[Metro Classics]

As I’ve rather obsessively discussed, one of the reasons I would find it difficult to leave Seattle is the sheer accessibility of film, including multiple revival series. One of my favorites is provided by Metro Classics, and my only criticism of them is that they don’t sell series passes; if I could buy a pass, I would be much more diligent about attending films.

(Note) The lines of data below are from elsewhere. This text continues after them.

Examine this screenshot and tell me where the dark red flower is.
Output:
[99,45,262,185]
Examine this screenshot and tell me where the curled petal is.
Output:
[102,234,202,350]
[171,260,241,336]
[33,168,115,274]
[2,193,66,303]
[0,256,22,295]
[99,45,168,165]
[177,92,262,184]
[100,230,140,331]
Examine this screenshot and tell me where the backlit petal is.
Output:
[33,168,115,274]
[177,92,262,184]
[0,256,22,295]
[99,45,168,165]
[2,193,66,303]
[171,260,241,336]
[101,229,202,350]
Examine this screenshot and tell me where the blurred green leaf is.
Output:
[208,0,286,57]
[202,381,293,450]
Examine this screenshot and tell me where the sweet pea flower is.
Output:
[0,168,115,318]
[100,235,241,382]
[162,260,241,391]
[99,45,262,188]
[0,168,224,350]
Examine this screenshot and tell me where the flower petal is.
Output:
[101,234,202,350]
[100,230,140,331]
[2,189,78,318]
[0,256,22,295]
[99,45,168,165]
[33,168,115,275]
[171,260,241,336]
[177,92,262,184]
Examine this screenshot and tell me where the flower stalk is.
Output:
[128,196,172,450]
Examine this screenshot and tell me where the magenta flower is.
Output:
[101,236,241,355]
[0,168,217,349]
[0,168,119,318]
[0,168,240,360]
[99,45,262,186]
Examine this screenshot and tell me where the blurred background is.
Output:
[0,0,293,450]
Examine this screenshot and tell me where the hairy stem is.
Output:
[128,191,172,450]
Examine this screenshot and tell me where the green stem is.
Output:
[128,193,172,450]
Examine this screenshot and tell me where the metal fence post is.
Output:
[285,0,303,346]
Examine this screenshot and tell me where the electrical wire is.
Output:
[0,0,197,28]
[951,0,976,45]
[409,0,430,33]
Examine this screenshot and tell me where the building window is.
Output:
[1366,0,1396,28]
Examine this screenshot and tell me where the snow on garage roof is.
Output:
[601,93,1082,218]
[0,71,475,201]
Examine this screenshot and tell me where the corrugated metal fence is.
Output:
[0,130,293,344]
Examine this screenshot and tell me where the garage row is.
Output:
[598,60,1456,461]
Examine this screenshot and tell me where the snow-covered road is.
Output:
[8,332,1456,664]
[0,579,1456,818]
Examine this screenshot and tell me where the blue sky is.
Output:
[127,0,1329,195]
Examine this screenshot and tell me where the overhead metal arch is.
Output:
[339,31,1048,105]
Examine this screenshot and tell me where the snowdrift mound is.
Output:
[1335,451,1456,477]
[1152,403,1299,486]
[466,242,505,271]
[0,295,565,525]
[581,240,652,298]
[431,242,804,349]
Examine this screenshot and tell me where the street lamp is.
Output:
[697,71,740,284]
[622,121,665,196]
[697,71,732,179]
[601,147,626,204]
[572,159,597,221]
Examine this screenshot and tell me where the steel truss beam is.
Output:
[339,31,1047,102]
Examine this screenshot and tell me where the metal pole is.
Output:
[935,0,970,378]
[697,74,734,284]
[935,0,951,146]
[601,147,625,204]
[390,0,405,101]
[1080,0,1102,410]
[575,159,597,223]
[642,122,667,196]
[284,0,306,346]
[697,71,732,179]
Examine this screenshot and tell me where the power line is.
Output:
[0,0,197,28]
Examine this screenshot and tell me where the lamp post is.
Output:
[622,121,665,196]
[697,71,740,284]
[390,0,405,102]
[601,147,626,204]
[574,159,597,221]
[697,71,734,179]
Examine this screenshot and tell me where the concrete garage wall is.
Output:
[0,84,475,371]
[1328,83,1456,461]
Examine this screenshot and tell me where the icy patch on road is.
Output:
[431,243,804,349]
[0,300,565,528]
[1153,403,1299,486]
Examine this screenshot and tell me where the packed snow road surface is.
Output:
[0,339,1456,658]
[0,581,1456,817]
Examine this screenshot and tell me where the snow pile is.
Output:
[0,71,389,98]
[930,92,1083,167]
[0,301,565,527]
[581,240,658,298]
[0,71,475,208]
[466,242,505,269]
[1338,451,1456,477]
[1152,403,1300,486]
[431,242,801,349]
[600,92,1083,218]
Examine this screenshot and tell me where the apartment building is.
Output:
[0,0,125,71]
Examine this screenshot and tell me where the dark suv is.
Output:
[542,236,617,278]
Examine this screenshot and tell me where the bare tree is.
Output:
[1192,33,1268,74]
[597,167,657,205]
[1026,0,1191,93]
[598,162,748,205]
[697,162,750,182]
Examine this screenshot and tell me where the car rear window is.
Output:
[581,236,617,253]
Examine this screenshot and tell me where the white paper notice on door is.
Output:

I did make it to three out of this last series. First, Swing Time, because I felt the opportunity to see a Fred & Ginger movie on the big screen was not to be missed. I haven’t seen Swing Time since I was a child, obsessively watching AMC (back when they actually showed American Movie Classics), and it was great fun. There are a bunch of great numbers in that show, like “A Fine Romance” & “The Way You Look Tonight”, and of course the dancing is filmed flawlessly in long & sweeping takes. It does have a blackface number that takes one aback as a modern viewer, but to the film’s credit, it’s not a mockery or a caricature. It’s a tribute to Bill Robinson, a great dancer.

On a showbiz roll, I came back the next week for All That Jazz, Bob Fosse’s over-the-top musical about his own death. We went over parts of it in my college film class (the fucking brilliant opening scene in particular — name me another movie that delivers that much information about the main character in less than one minute) but I don’t think I’ve seen it in full since then.

Roy Scheider brings incredible energy to the role of Joe Gideon, Fosse’s stand-in, and it will forever be the primary project I associate with him (followed by SeaQuest DSV, lest ye think me some variety of snob.) There’s a magnificent use of sound, one of those things that when it’s good you don’t notice and when it’s amazing you do. The whole thing is deeply personal, incredibly dark, excessive, perfectly flawed, and beautiful. It’s definitely the film in this series I’m most glad I made the effort to see.

Barton Fink is an entirely different kind of showbiz movie, with John Turturro fighting writer’s block in a hellish hotel in Hollywood. It’s not the sort of film that you’d expect really needed to be seen in the theater, since it’s more of a character/allegorical piece, but on DVD I had never noticed how fantastic the sound design was. (No, seriously. It’s amazing.) And of course it’s lit by Roger Deakins, who is a genius. In the end Fink‘s not my favorite Coen brothers film, nor is it their most accessible, but it is exquisitely crafted.